The oral health of people with a mental illness is often poor and their dental needs can be complex. There is a strong link between poor dental hygiene and an increased risk of cardiometabolic health issues. Regular oral health checks are an important mechanism for identifying early signs of dental decay, or addressing more complex dental issues that have been untreated. Dental appointments also provide an opportunity for education about oral hygiene, and maintenance of good oral health.
Dental appointments can be stressful for everyone, let alone for those suffering with severe mental illness who are sometimes incorrectly considered as a low priority. Assisting consumers to attend dental appointments through the use of a peer support worker or accompaniment by a care coordinator can assist in alleviating anxiety and reduce incidents of consumers failing to attend appointments.
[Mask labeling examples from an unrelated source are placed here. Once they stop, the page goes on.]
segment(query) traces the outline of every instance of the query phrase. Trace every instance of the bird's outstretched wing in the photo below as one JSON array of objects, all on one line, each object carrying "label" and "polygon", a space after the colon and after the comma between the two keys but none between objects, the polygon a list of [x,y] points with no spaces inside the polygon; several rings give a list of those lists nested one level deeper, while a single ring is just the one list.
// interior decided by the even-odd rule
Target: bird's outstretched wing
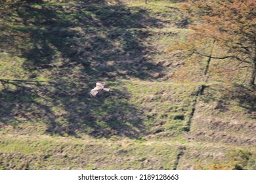
[{"label": "bird's outstretched wing", "polygon": [[103,88],[103,90],[106,91],[106,92],[109,92],[110,90],[110,88]]},{"label": "bird's outstretched wing", "polygon": [[104,88],[105,86],[104,82],[97,82],[96,83],[96,87],[91,90],[90,95],[91,96],[95,97],[96,95],[101,90],[104,90],[106,92],[109,92],[110,88]]},{"label": "bird's outstretched wing", "polygon": [[95,88],[93,88],[92,90],[91,90],[91,92],[90,92],[90,95],[91,95],[91,96],[93,96],[93,97],[95,97],[96,95],[98,93],[98,90],[95,89]]}]

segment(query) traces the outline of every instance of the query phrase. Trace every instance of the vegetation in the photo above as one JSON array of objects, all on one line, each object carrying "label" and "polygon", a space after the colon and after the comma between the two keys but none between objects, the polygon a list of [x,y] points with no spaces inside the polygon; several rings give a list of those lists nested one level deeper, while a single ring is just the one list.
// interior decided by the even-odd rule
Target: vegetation
[{"label": "vegetation", "polygon": [[253,39],[181,1],[2,1],[0,169],[255,169]]}]

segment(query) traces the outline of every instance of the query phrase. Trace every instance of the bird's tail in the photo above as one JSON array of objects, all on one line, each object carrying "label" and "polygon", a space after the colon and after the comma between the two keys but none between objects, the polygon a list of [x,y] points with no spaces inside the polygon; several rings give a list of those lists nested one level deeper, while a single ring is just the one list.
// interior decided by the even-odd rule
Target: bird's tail
[{"label": "bird's tail", "polygon": [[103,90],[106,91],[106,92],[109,92],[110,90],[110,88],[103,88]]}]

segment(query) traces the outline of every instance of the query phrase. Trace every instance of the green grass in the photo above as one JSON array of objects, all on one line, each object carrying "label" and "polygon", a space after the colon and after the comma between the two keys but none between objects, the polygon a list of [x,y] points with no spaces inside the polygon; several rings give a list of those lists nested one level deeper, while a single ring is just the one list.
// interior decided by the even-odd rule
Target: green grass
[{"label": "green grass", "polygon": [[0,169],[255,169],[255,93],[167,52],[190,31],[177,5],[1,3]]}]

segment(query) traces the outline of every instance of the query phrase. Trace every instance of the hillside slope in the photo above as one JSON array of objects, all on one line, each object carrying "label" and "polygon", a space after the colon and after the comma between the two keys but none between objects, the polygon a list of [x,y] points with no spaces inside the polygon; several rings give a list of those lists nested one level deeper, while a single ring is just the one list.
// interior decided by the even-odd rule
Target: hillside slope
[{"label": "hillside slope", "polygon": [[0,3],[0,169],[256,169],[256,92],[167,52],[179,4],[50,1]]}]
The LWLL program has arranged for two free oral health assessments per week at both Croydon and Marrickville health centres, with free dental treatment provided subsequently as required. All consumers of the service are eligible via care coordinator referral. Those who have received an oral health review at ccCHiP should not require an initial assessment appointment but are still eligible for free treatment.
Community Health Projects
There are a number of locally developed community based strategies and projects that fall under the umbrella of LWLL due to their shared objective of improving the health and well-being of consumers living with severe mental illness. Many of these groups are facilitated by peer support workers or care coordinators locally, within the community mental health teams.
Education and Training
Our workforce is being trained and supported to improve their knowledge, skills and confidence in identifying, treating and managing the health needs of mental health consumers.
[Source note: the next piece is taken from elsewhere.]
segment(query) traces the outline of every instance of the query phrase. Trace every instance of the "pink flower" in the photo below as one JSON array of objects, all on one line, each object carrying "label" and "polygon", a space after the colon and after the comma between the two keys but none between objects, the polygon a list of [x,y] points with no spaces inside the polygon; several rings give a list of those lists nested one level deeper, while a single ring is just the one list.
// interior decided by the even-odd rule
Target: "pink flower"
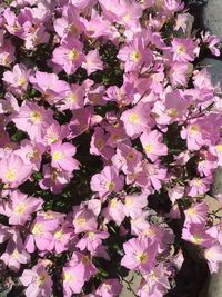
[{"label": "pink flower", "polygon": [[102,245],[102,239],[107,239],[109,232],[107,231],[88,231],[77,244],[80,250],[88,249],[89,251],[95,251],[97,248]]},{"label": "pink flower", "polygon": [[64,99],[58,101],[59,110],[74,110],[83,108],[84,106],[84,88],[82,86],[72,83],[70,88],[64,92]]},{"label": "pink flower", "polygon": [[69,36],[62,40],[60,47],[54,49],[52,62],[59,65],[68,75],[73,75],[84,61],[82,48],[82,43],[77,38]]},{"label": "pink flower", "polygon": [[132,238],[123,244],[124,257],[121,265],[128,269],[149,273],[155,265],[158,246],[149,238]]},{"label": "pink flower", "polygon": [[142,215],[142,209],[148,206],[148,194],[134,194],[124,197],[124,214],[132,219]]},{"label": "pink flower", "polygon": [[190,38],[174,38],[172,40],[173,61],[190,62],[195,59],[196,44]]},{"label": "pink flower", "polygon": [[61,141],[51,145],[52,167],[72,172],[79,169],[79,162],[72,157],[75,155],[75,147],[69,142]]},{"label": "pink flower", "polygon": [[14,154],[21,157],[26,165],[31,165],[33,170],[39,171],[44,150],[46,147],[42,143],[24,139],[20,142],[20,149],[14,150]]},{"label": "pink flower", "polygon": [[98,49],[88,52],[85,61],[82,63],[82,68],[87,70],[88,76],[97,70],[103,70],[103,62],[100,59]]},{"label": "pink flower", "polygon": [[212,181],[212,176],[205,178],[193,178],[190,181],[188,195],[191,197],[196,197],[199,195],[206,194],[210,190]]},{"label": "pink flower", "polygon": [[105,279],[97,289],[95,294],[102,297],[117,297],[122,291],[122,284],[117,278]]},{"label": "pink flower", "polygon": [[204,250],[204,257],[208,260],[210,273],[218,273],[219,264],[222,261],[222,247],[213,245]]},{"label": "pink flower", "polygon": [[54,249],[57,254],[68,250],[69,244],[73,237],[73,230],[63,225],[58,227],[53,234],[53,240],[50,244],[50,250]]},{"label": "pink flower", "polygon": [[26,248],[29,253],[33,253],[36,247],[39,250],[48,250],[53,240],[52,232],[57,229],[57,221],[54,219],[37,218],[31,226],[31,234],[28,235],[26,240]]},{"label": "pink flower", "polygon": [[[169,283],[170,269],[161,263],[144,276],[144,281],[139,287],[140,297],[161,297],[167,289],[170,289]],[[144,284],[143,284],[144,283]]]},{"label": "pink flower", "polygon": [[27,297],[48,297],[52,293],[52,279],[43,265],[37,264],[32,269],[24,269],[20,281],[27,287]]},{"label": "pink flower", "polygon": [[120,49],[118,58],[125,62],[125,72],[137,71],[142,66],[151,65],[153,57],[147,43],[145,38],[139,36],[130,44]]},{"label": "pink flower", "polygon": [[120,191],[123,188],[124,177],[119,176],[119,170],[114,166],[105,166],[104,169],[91,178],[91,189],[98,191],[103,198],[113,191]]},{"label": "pink flower", "polygon": [[19,111],[12,116],[17,128],[27,132],[31,140],[41,141],[46,129],[52,122],[52,110],[46,110],[34,102],[24,101]]},{"label": "pink flower", "polygon": [[108,138],[109,135],[104,133],[102,128],[95,127],[90,142],[90,154],[102,156],[104,159],[110,160],[114,150],[107,145]]},{"label": "pink flower", "polygon": [[84,231],[97,230],[97,217],[91,210],[81,208],[79,206],[73,207],[73,221],[75,234]]},{"label": "pink flower", "polygon": [[22,95],[27,90],[30,72],[22,63],[14,65],[12,71],[6,71],[2,80],[6,81],[8,91]]},{"label": "pink flower", "polygon": [[60,126],[58,121],[53,121],[52,125],[50,125],[46,129],[44,142],[46,145],[51,146],[54,142],[60,142],[62,139],[67,138],[68,135],[69,135],[69,129],[67,125]]},{"label": "pink flower", "polygon": [[196,204],[184,211],[184,226],[189,224],[204,224],[206,221],[208,205],[205,202]]},{"label": "pink flower", "polygon": [[36,71],[34,76],[29,77],[29,81],[50,105],[57,103],[70,90],[69,83],[60,80],[56,73]]},{"label": "pink flower", "polygon": [[59,194],[62,188],[69,184],[72,178],[72,172],[52,168],[49,165],[43,165],[43,179],[39,181],[42,189],[50,189],[53,194]]},{"label": "pink flower", "polygon": [[162,143],[162,133],[157,130],[153,130],[150,133],[143,132],[140,137],[145,155],[151,159],[151,161],[155,161],[159,156],[168,155],[168,147]]},{"label": "pink flower", "polygon": [[206,234],[203,224],[186,225],[182,230],[182,239],[203,247],[209,247],[212,242],[212,237]]},{"label": "pink flower", "polygon": [[112,157],[112,164],[124,174],[132,172],[142,160],[142,154],[123,142],[117,148],[117,154]]},{"label": "pink flower", "polygon": [[84,285],[84,266],[68,266],[63,268],[63,294],[64,297],[71,297],[72,294],[79,294]]},{"label": "pink flower", "polygon": [[118,226],[122,224],[125,218],[123,211],[124,205],[118,198],[113,198],[108,207],[103,209],[102,214],[107,220],[113,220]]},{"label": "pink flower", "polygon": [[7,216],[11,225],[24,225],[31,219],[31,215],[41,209],[43,200],[34,198],[18,190],[10,195],[10,200],[7,204]]},{"label": "pink flower", "polygon": [[63,7],[62,18],[58,18],[53,22],[54,31],[59,37],[65,38],[69,36],[79,36],[84,27],[80,21],[78,10],[74,6],[68,4]]},{"label": "pink flower", "polygon": [[30,261],[30,255],[24,250],[21,238],[11,238],[8,241],[6,251],[1,255],[1,260],[13,271],[18,271],[21,264]]},{"label": "pink flower", "polygon": [[149,131],[153,127],[149,103],[139,102],[133,108],[125,110],[120,119],[124,123],[127,133],[132,139],[139,137],[144,131]]},{"label": "pink flower", "polygon": [[17,188],[24,182],[32,172],[32,167],[26,165],[14,152],[0,160],[0,179],[6,187]]}]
Continuing Professional Development events for GPs, practice nurses and allied health are held across the district, in collaboration with Central and Eastern Sydney Primary Health Network. These focus on the complex physical health needs of mental health consumers.
The Collaborative Centre for Cardiometabolic Health (ccCHiP) clinic has developed a continually evolving training framework delivered by all disciplines within ccCHiP. Presentations have been delivered both within Sydney Local Health District as well as additional presentations to interested external stakeholders.